Getting it right

As much as I talk about what is wrong with the church, I do honestly want it to do well.  So, in amongst the (valid) criticisms, it’s also important to say when it has done something well.  Once again, LinkedIn gives me this opportunity.

Yesterday, someone I do not know in person, but is a part of a group I manage, looked at my profile.  I tend not to view other peoples’ profiles unless there is indication they have looked at mine, and so I checked it out.  Later in the day, there was an invitation to connect in my private messages.  I wasn’t quite sure why–and I never initiate a connection–but he seemed innocuous, so I accepted.

Within minutes, the following private message appeared:

I am a Reader in the Church of England and after two years of encouragement from close friends and clergy last year I was not accepted for Local Ordained Ministry.

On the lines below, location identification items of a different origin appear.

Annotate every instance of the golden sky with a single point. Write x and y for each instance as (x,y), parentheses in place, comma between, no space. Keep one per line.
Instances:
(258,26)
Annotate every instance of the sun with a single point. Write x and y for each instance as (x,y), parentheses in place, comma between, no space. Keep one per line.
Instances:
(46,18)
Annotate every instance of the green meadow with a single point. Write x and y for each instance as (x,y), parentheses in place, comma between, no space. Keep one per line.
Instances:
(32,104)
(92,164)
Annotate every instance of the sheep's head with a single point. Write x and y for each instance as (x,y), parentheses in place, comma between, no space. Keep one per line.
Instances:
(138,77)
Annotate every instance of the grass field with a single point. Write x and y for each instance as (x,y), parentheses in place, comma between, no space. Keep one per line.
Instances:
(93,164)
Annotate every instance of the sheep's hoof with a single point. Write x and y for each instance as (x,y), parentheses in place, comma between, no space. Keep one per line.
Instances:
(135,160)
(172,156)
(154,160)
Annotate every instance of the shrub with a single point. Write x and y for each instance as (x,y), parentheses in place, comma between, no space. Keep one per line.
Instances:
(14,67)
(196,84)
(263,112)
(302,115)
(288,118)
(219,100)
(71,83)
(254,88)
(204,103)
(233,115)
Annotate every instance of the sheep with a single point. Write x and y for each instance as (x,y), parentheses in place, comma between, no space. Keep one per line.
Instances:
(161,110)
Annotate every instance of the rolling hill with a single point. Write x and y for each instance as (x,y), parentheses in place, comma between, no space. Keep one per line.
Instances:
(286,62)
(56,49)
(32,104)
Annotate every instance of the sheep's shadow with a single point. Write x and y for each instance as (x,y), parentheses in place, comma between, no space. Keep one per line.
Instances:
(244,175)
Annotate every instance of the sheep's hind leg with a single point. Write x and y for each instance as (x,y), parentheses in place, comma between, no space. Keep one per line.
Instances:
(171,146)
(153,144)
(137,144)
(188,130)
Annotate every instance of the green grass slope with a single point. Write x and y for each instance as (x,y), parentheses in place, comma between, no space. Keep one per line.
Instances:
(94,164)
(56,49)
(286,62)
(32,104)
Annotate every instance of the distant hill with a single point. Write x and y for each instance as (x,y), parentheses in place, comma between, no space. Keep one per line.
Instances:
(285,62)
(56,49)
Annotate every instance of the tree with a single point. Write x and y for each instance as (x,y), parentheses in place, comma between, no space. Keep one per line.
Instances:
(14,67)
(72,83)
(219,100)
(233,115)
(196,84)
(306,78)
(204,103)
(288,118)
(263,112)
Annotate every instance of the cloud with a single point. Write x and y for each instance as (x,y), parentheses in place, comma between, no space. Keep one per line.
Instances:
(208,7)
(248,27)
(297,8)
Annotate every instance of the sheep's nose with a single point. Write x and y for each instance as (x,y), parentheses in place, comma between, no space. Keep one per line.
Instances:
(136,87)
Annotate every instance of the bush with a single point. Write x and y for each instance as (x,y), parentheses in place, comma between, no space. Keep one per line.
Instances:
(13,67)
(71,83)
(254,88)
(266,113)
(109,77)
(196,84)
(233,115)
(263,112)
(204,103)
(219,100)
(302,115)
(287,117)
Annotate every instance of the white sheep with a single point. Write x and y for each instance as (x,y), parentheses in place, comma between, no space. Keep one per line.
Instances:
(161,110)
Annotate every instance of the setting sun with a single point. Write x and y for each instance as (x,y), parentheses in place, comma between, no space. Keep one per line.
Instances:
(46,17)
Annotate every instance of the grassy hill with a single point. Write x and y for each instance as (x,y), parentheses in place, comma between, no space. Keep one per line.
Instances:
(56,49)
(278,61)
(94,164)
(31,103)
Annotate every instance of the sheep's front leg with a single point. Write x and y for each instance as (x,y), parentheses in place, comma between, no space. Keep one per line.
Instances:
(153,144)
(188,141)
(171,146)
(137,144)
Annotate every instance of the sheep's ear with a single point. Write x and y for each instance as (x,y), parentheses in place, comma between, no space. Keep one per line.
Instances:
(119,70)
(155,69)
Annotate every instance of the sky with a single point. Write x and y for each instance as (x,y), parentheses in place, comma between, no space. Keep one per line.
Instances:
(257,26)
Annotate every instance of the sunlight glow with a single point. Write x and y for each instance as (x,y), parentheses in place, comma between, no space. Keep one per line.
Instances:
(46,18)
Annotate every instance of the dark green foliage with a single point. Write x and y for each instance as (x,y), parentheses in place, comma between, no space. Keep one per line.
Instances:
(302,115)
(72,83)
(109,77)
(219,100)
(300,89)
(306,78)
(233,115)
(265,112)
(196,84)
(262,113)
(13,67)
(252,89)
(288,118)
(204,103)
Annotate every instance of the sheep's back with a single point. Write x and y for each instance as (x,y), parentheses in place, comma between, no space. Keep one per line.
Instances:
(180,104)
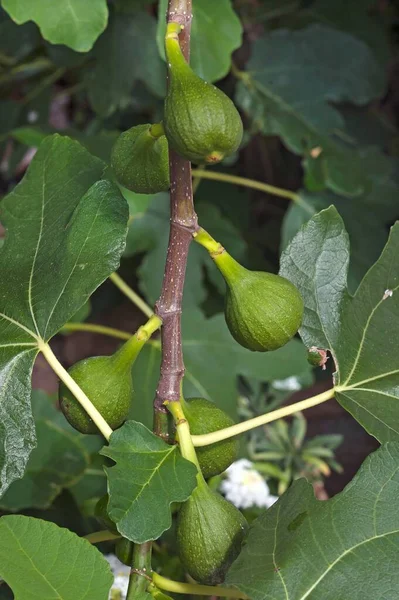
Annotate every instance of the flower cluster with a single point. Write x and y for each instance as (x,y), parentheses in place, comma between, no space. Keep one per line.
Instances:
(244,487)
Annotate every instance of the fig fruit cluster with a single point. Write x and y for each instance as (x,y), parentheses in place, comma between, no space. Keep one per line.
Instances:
(107,382)
(200,123)
(203,417)
(263,311)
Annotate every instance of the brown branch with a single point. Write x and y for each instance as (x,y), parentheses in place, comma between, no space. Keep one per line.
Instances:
(183,225)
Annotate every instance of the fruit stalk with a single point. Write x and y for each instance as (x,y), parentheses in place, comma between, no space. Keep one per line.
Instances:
(183,225)
(141,570)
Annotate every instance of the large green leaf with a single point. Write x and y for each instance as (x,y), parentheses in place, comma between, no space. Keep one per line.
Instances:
(126,52)
(75,23)
(65,234)
(213,362)
(361,331)
(148,476)
(290,93)
(366,217)
(38,559)
(57,462)
(215,33)
(347,547)
(356,18)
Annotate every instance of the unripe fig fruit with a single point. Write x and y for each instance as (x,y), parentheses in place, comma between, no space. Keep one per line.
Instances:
(201,122)
(107,381)
(140,159)
(101,514)
(124,551)
(263,311)
(204,416)
(210,531)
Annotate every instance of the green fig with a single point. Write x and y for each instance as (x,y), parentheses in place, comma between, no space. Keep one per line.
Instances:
(263,311)
(201,122)
(140,159)
(107,381)
(204,416)
(124,551)
(101,514)
(210,532)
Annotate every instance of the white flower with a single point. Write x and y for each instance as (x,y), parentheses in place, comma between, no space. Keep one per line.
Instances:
(121,582)
(291,384)
(244,487)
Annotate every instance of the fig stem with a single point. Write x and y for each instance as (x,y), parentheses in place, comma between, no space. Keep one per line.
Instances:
(227,265)
(101,536)
(157,130)
(183,223)
(184,437)
(126,355)
(79,394)
(255,185)
(224,434)
(141,570)
(195,589)
(131,294)
(100,329)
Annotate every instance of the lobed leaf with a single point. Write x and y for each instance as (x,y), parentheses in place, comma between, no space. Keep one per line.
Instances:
(75,23)
(345,547)
(148,476)
(211,46)
(65,235)
(292,95)
(361,331)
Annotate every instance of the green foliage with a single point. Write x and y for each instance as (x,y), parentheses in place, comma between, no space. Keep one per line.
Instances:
(263,311)
(302,547)
(313,72)
(204,416)
(58,461)
(148,476)
(210,531)
(360,330)
(39,559)
(73,23)
(68,210)
(201,122)
(140,160)
(107,381)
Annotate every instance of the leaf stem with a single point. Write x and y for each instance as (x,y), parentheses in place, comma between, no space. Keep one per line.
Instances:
(131,294)
(195,589)
(75,389)
(285,411)
(94,328)
(101,536)
(183,432)
(253,184)
(141,570)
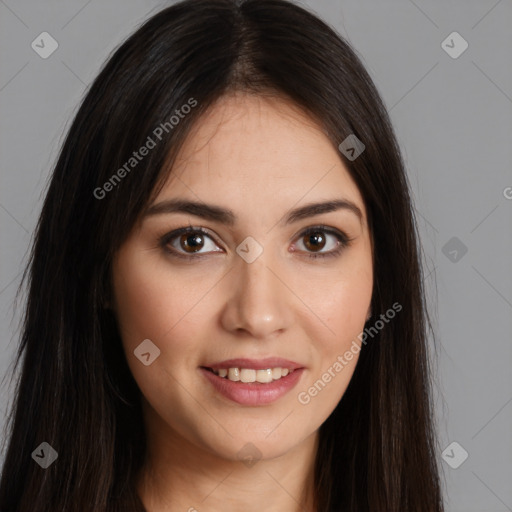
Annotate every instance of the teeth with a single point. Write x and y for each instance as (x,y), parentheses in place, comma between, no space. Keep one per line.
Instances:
(250,375)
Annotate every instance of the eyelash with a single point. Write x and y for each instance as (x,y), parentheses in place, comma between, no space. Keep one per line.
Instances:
(342,237)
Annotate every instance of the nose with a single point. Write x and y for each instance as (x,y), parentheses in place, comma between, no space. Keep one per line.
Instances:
(260,302)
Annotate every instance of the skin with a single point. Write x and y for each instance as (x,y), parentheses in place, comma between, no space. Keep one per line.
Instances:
(245,153)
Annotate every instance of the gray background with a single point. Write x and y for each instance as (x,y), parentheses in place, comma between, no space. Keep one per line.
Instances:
(453,119)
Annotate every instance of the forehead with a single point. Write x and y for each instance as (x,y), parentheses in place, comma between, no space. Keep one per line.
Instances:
(255,154)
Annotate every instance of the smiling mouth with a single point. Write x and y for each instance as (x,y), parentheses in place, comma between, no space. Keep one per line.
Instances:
(249,375)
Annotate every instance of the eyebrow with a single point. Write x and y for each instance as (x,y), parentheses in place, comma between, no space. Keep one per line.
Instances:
(225,216)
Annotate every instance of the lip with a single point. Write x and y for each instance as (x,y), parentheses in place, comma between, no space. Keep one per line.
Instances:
(252,393)
(255,364)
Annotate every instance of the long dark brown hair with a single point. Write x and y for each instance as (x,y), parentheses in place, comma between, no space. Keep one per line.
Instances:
(75,391)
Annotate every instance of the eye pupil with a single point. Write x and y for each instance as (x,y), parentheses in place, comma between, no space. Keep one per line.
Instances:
(197,241)
(313,239)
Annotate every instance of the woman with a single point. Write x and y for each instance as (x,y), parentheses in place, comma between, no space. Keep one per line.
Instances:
(225,304)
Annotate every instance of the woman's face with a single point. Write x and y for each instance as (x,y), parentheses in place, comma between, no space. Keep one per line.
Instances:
(249,287)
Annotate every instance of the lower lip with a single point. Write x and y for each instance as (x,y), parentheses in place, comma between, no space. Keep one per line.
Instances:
(253,393)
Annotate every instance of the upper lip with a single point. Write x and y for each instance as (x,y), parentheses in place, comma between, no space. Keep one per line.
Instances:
(255,364)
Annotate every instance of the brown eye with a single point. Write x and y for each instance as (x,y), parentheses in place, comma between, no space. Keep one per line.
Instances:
(318,238)
(314,241)
(191,242)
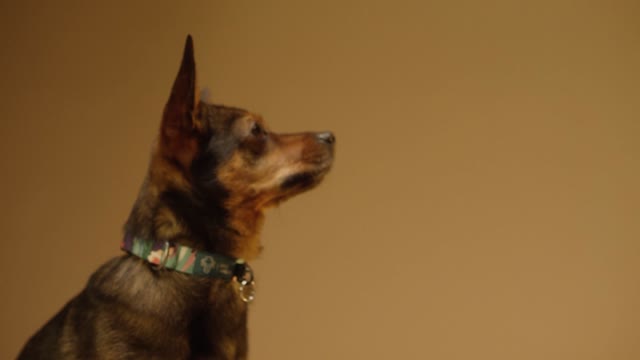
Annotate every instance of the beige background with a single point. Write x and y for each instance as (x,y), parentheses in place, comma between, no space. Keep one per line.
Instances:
(484,203)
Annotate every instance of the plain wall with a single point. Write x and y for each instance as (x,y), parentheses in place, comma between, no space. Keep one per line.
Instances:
(484,203)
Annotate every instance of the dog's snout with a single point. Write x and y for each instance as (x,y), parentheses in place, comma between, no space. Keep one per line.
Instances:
(326,137)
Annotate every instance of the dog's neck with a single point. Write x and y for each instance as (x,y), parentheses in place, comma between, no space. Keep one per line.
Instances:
(170,213)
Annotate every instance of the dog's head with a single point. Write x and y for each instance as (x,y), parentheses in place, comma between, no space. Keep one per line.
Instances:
(223,151)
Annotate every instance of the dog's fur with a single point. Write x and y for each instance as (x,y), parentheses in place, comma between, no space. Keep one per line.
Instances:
(213,172)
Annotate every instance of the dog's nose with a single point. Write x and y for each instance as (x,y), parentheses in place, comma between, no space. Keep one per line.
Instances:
(326,137)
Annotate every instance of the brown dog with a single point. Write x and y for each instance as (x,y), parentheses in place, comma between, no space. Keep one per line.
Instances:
(182,289)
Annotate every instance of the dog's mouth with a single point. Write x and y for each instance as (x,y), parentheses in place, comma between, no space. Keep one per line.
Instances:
(303,181)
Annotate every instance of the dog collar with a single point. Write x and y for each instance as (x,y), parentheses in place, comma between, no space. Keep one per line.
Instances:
(171,256)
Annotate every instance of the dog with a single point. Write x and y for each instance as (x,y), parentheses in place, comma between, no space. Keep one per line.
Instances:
(182,289)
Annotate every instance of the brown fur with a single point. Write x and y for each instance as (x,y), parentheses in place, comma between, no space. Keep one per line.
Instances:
(211,176)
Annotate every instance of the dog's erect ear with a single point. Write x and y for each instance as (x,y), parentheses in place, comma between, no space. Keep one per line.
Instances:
(179,121)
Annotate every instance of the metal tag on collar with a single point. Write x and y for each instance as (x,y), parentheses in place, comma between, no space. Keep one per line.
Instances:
(246,284)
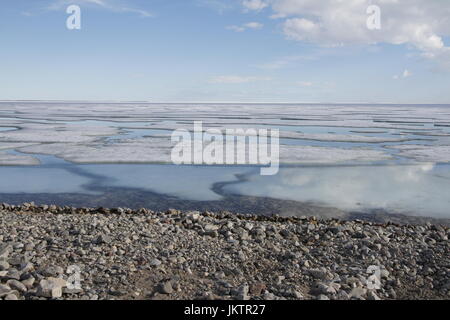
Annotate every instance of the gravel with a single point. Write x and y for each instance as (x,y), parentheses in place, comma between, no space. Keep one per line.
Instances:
(51,252)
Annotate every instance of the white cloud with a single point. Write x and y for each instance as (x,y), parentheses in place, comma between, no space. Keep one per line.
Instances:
(284,62)
(235,28)
(254,25)
(305,83)
(112,5)
(249,25)
(422,24)
(405,74)
(255,5)
(237,79)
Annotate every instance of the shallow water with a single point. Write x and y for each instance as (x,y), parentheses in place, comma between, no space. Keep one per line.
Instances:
(412,189)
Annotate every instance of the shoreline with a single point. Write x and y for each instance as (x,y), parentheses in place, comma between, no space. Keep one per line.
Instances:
(175,255)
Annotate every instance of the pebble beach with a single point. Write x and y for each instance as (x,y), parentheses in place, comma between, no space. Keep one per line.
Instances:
(51,252)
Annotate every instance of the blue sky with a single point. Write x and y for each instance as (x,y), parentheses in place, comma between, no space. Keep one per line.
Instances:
(222,51)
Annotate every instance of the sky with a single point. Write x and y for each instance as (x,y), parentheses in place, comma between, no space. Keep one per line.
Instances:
(300,51)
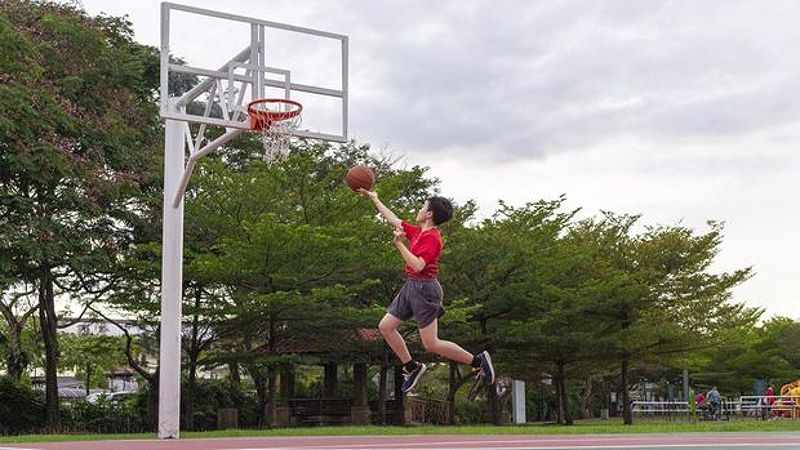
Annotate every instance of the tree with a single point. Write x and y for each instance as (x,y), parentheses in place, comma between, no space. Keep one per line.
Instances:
(654,290)
(498,265)
(91,355)
(78,133)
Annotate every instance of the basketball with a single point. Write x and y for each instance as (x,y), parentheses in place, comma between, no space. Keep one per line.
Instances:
(360,177)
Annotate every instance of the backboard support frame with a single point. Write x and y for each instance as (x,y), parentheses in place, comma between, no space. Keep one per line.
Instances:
(226,89)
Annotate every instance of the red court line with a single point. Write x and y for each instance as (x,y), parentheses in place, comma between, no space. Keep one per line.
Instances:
(426,442)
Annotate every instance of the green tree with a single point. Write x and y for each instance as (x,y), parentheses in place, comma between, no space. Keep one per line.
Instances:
(654,291)
(78,134)
(91,355)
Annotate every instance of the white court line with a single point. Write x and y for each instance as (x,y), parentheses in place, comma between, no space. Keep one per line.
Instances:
(579,447)
(534,444)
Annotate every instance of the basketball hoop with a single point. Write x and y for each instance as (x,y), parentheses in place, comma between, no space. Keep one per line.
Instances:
(276,119)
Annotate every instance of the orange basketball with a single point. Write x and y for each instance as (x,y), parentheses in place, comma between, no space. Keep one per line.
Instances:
(360,177)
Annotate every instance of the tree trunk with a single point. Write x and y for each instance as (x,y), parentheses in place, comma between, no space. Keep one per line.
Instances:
(17,360)
(452,388)
(398,415)
(382,381)
(89,373)
(360,384)
(233,374)
(272,418)
(261,390)
(558,401)
(586,397)
(493,404)
(191,385)
(330,380)
(562,390)
(152,401)
(627,416)
(49,321)
(191,369)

I am finding this hard to accept after supporting a local church through an interregnum for three years; your honest independent comments would be appreciated. Where is God in all this?

My honest and independent comment was that I was not the right person with whom to have this discussion.  He responded:

I was hoping for more than this. . . Perhaps our dialogue is not going to be fruitful.
What do you think?

My response was again, that I was entirely the wrong person with whom to have this discussion, to question why he sought me out for this, and to say

I’m sorry to disappoint you, but I’m not sure how I can give you the “more” that you want–I’m not sure what indicated that I might be able to, so it may be as much of you approaching the wrong person as it is any failing on my part.

His rejoinder was that I had contacted him (I had not), and that

Just thought you might have some empathy and was prepared to debate.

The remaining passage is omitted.